A Travessa dos Editores acaba de publicar a edição 9 da revista Et Cetera, de literatura e arte. Esta é a 10ª edição, uma vez que a publicação existe desde a edição zero, publicada em meados de 2003.
Esta nona edição, em especial, abre espaço para a prosa contemporânea brasileira, universal. Destaques para contos de Marcelo Mirisola, Sergio Faraco, Maria Esther Maciel, Ivana Arruda Leite, Fabrizio Filho e Carlos André Moreira. Pela primeira vez Caetano Galindo, tradutor e doutor, apresenta a sua prosa inventiva em uma publicação brasileira.
A poesia segue com espaço generoso nesta publicação de literatura e arte. Destaque para as presenças de Sebastião Nunes, Roberto Picciotto, Mariana Ianelli, Luís Carlos Patraquim, Leonardo Gandolfi, Ana Hatherly, Fabrício Marques, entre outros.

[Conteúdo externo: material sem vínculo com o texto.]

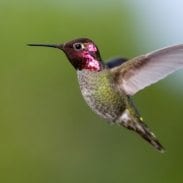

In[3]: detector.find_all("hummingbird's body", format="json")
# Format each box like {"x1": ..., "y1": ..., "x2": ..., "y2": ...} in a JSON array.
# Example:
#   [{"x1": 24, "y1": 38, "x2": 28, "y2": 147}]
[
  {"x1": 29, "y1": 38, "x2": 183, "y2": 152},
  {"x1": 77, "y1": 69, "x2": 127, "y2": 122}
]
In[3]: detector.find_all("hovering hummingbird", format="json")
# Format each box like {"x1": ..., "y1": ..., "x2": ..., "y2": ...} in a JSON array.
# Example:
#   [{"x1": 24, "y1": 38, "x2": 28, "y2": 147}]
[{"x1": 28, "y1": 38, "x2": 183, "y2": 152}]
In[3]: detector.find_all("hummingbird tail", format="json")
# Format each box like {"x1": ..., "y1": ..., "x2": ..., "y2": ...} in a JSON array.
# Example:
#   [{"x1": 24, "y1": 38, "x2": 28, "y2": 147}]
[
  {"x1": 118, "y1": 111, "x2": 165, "y2": 153},
  {"x1": 133, "y1": 121, "x2": 165, "y2": 153}
]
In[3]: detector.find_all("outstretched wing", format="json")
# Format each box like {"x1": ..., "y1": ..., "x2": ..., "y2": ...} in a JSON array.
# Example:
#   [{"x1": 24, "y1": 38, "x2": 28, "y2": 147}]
[{"x1": 111, "y1": 44, "x2": 183, "y2": 95}]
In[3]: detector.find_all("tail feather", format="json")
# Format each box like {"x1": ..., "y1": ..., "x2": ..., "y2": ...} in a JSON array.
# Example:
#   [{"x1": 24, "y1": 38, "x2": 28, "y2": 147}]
[
  {"x1": 117, "y1": 110, "x2": 165, "y2": 153},
  {"x1": 133, "y1": 121, "x2": 165, "y2": 153}
]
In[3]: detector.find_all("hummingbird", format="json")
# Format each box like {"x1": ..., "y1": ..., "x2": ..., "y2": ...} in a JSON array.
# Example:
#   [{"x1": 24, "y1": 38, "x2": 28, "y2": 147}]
[{"x1": 28, "y1": 38, "x2": 183, "y2": 152}]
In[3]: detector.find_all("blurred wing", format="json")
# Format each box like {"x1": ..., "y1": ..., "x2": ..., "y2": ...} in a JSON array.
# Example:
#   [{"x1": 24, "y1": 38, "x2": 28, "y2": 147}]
[
  {"x1": 106, "y1": 58, "x2": 128, "y2": 68},
  {"x1": 111, "y1": 44, "x2": 183, "y2": 95}
]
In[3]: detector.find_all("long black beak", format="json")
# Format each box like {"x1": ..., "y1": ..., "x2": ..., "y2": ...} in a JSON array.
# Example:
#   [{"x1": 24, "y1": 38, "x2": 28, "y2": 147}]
[{"x1": 27, "y1": 44, "x2": 64, "y2": 50}]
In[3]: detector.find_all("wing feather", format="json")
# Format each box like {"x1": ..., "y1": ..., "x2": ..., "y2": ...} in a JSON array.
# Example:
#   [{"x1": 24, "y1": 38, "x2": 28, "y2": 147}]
[{"x1": 111, "y1": 44, "x2": 183, "y2": 95}]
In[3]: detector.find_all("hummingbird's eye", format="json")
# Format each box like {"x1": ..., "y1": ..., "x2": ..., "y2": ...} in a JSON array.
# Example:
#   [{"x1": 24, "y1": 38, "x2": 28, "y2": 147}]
[{"x1": 73, "y1": 43, "x2": 84, "y2": 51}]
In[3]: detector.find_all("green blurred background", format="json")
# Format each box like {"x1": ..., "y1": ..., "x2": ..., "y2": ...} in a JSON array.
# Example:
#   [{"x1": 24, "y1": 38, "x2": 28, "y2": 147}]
[{"x1": 0, "y1": 0, "x2": 183, "y2": 183}]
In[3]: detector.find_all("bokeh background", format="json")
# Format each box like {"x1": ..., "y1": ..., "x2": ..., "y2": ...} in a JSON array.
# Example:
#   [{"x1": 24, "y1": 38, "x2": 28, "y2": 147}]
[{"x1": 0, "y1": 0, "x2": 183, "y2": 183}]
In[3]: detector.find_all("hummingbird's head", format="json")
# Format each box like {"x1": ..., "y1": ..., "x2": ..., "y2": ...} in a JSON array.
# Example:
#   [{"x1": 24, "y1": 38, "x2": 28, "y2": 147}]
[{"x1": 28, "y1": 38, "x2": 104, "y2": 71}]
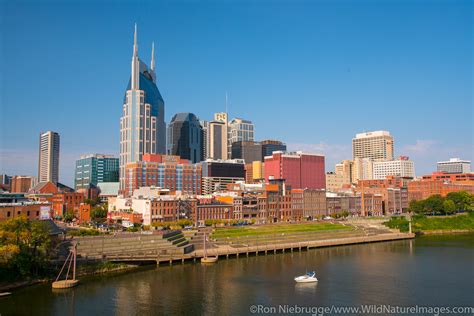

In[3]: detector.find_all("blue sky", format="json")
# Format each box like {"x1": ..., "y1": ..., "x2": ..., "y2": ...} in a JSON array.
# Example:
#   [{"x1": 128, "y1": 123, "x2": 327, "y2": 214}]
[{"x1": 0, "y1": 0, "x2": 474, "y2": 185}]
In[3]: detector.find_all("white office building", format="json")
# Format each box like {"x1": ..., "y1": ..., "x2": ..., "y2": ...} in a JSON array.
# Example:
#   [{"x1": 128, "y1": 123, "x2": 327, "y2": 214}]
[
  {"x1": 38, "y1": 131, "x2": 59, "y2": 184},
  {"x1": 352, "y1": 131, "x2": 393, "y2": 161},
  {"x1": 227, "y1": 118, "x2": 254, "y2": 157},
  {"x1": 373, "y1": 157, "x2": 415, "y2": 180},
  {"x1": 437, "y1": 158, "x2": 471, "y2": 173}
]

Literatura e arte: a Et Cetera é conteúdo mas é forma também — e a apresentação, o projeto gráfico, é algo levado muito em consideração. Imagens, intervenções de Guilherme Zamoner e Maria Ângela Biscaia fazem parte da proposta estética desta publicação.
Dois autores foram entrevistados. O autor italiano Alessandro Barico. E o poeta brasileiro Ademir Assunção — que também teve poemas veiculados em dezenas de páginas da revista.
Maria Esther Maciel comparece, além do conto, com um ensaio exclusivo e inédito sobre o Edifício Máster, filme de Eduardo Coutinho. Foca Cruz, craque das imagens, tem seu trabalho em várias páginas e na capa da publicação. Silvana Leal comparece com um ensaio imagético.
Et Cetera, editada por Fábio Campana, e coordenada por Rubens Campana, acompanha o presente, flerta com o futuro e dialoga com o passado, o que também se dá no texto de abertura, do genial Thomas Mann: “No nosso tempo, o destino dos homens mostra o seu sentido em termos políticos”. Nada mais atual. Nada mais profético. Nada mais histórico. Nada mais Et Cetera.